GSA Connects 2021 in Portland, Oregon

Paper No. 119-2
Presentation Time: 2:30 PM-6:30 PM


DONOVAN, Keegan, 17 N Leroux St, Flagstaff, AZ 86001-5569

Karst springs and aquifers are significant resources globally yet continue to be poorly understood because of their heterogeneity in porosity and response to climate variability. In semi-arid, mountainous regions where total precipitation and groundwater recharge rates will likely decline due to climate change, improved understandings of karst groundwater recharge processes are imperative to plan for future hydrologic responses. The Colorado Plateau is a high-elevation, heavily dissected region of over 2,000 m thickness of sedimentary rock units containing multiple layered karst aquifers.
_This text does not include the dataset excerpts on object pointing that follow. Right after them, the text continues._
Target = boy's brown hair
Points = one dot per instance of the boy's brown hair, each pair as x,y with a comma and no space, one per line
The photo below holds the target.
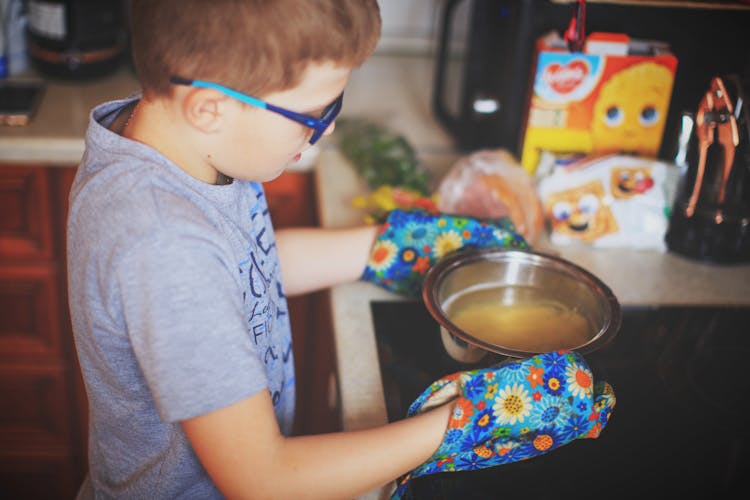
254,46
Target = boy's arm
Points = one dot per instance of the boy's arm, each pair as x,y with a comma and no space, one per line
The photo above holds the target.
313,258
245,454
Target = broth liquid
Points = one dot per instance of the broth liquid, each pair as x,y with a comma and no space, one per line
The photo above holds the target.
531,325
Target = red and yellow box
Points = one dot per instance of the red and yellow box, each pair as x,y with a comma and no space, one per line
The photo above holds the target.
606,99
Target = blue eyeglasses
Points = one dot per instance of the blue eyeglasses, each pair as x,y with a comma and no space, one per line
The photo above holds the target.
319,125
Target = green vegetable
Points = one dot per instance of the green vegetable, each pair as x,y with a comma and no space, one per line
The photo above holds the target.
380,156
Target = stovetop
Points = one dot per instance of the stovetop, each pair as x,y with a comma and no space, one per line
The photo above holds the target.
680,429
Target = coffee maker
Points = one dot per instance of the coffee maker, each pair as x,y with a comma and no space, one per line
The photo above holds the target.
710,220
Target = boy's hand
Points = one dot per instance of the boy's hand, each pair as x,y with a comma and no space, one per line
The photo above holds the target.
512,411
410,242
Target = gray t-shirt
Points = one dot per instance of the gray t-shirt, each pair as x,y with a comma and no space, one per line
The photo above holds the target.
177,308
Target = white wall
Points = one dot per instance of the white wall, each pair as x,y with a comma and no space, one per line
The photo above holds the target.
409,26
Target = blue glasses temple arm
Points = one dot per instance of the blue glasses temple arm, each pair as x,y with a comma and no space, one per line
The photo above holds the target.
226,90
307,120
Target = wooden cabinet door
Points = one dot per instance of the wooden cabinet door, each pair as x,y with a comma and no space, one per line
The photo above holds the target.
42,448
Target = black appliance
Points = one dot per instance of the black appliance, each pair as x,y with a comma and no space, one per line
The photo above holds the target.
77,39
711,215
486,51
680,429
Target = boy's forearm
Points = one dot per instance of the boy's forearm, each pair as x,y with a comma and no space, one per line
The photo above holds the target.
316,258
241,448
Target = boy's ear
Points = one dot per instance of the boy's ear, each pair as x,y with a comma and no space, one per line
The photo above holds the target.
204,109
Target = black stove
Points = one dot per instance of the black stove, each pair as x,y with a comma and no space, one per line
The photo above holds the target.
681,427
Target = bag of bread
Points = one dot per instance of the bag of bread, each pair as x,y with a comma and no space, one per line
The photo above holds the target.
493,184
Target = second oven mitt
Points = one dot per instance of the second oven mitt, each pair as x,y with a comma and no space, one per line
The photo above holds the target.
515,410
410,242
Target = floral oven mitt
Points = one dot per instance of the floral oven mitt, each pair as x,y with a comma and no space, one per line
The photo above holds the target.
410,242
512,411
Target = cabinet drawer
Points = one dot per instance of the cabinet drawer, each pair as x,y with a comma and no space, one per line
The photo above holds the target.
291,199
29,312
34,409
25,227
37,478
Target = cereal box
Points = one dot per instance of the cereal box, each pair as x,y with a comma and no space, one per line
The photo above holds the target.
611,98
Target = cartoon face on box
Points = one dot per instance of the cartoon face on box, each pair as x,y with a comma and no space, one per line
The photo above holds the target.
584,103
631,108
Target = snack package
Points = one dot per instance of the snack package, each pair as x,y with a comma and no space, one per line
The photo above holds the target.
492,184
608,201
611,98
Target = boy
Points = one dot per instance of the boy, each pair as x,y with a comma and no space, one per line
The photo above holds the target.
176,295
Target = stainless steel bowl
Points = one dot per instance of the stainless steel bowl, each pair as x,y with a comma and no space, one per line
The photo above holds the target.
520,276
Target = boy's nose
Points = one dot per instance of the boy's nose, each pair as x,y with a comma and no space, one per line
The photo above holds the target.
330,128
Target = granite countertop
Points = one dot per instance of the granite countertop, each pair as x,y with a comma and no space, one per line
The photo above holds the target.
397,92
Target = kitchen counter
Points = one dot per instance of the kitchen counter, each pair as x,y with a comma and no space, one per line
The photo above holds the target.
635,276
55,134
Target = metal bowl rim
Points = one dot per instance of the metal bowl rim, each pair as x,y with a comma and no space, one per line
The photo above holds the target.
447,264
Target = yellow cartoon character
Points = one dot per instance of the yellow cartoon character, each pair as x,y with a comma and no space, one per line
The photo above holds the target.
626,182
581,212
631,109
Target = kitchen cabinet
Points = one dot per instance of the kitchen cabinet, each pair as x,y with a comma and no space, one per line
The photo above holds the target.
43,407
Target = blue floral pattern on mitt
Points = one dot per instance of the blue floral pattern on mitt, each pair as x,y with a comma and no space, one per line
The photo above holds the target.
410,242
515,410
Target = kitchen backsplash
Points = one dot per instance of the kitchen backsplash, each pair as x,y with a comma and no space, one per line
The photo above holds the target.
410,27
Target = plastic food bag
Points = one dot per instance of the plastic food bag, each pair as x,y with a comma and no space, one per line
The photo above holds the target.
492,184
608,201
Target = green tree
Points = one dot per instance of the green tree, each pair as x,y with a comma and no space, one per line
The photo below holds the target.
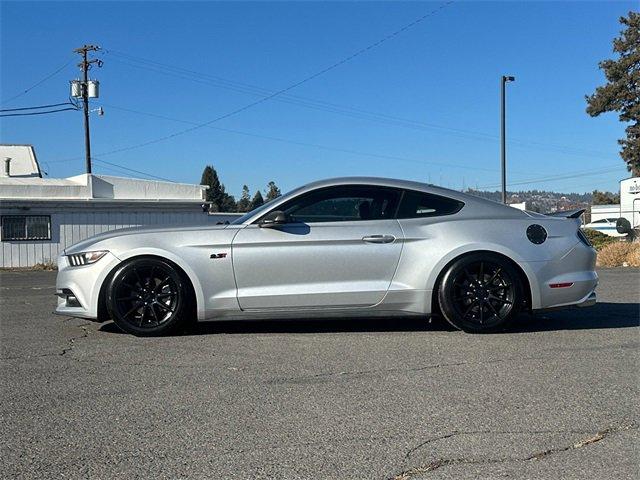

This is the first study to use hydrograph analyses on springs in the uppermost regional Coconino aquifer (C aquifer) of the southern Colorado Plateau in Arizona to detail karst aquifer response to recharge. Coupled hydrograph and stable isotope (δ18O and δ2H) analyses document seasonal recharge as well as groundwater mixing and storage processes in the C aquifer. A critical relationship between seasonal snowpack timing and duration of ephemeral spring discharge indicates seasonal buffering and attenuation to drought. Event-scale hydrograph analyses show rapid hydrologic responses to precipitation in two ephemeral karst spring systems and quick drainage without extended seasonal snowmelt contribution. As climate change intensifies throughout the Southwestern United States and other drought-ridden areas of the world, aquifer and spring ecosystem conditions will significantly worsen without mitigation measures. The recharge and groundwater flow processes demonstrated in this study of a complex karst system support informed water resource decision-making on the southern Colorado Plateau and other climate-sensitive regions around the world.